Note that the crypto hardware option under system->advanced->miscellaneous doesn't affect this ipsec crypto setting at all.
-
(If hardware and software are set then hardware is preferred by the kernel code.)
-
reported as freebsd bug : https://bugs.freebsd.org/bugzilla/show_bug.cgi?id=247163
-
Just curious, are you still doing fine with disabled Hardware Crypto? I did what Jim proposed here https://redmine.pfsense.org/issues/10176 - set one side to responder only and applied the fix for VTIs. So far i haven't seen a duplicate SA again, and my tunnels are still working. It's too soon to build confidence though, we've had the setup seemingly stable before. So i'll keep observing but it looks promising.
-
@marcquark yep, all good for us now. Only change is the disabled hardware
-
Updates on the freebsd bug report. It looks as though cesa is restricted to a max of 64 sessions at a time. Somehow we're running out of sessions which causes the memory error we've seen. There is no way to tweak the max number of sessions without compiling your own version.
The memory management has changed in freebsd 12 such that this is probably not an issue. I'm not sure what the plans are for pfsense to use to freebsd 12.https://bugs.freebsd.org/bugzilla/show_bug.cgi?id=247163
-
I believe that a session limit of 64 could explain both of our situations. In my case, under certain circumstances, duplicate Child SAs would be created (even though with VTI there should only be one).

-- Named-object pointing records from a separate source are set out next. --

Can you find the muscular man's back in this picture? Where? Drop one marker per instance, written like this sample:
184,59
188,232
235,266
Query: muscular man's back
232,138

I imagine software crypto on the SG-3100 yields lousy performance, so if you're willing to experiment, try what Jim suggested in the bug ticket i referenced. If you use VTI you'll have to manually apply the patch he committed here https://redmine.pfsense.org/projects/pfsense/repository/revisions/9a69dd4b8ff6eeeaf5779b7388a10743afae8e91/diff/src/etc/inc/vpn.inc
-
@marcquark
Hi
I also struggled with SA duplicates for a long time , and as a result I wrote my own small program ( С ) that interacts with FreeBSD kernel ( PF_KEY Key Management API ) and Strongswan ( Vici and Stroke Protocol ) .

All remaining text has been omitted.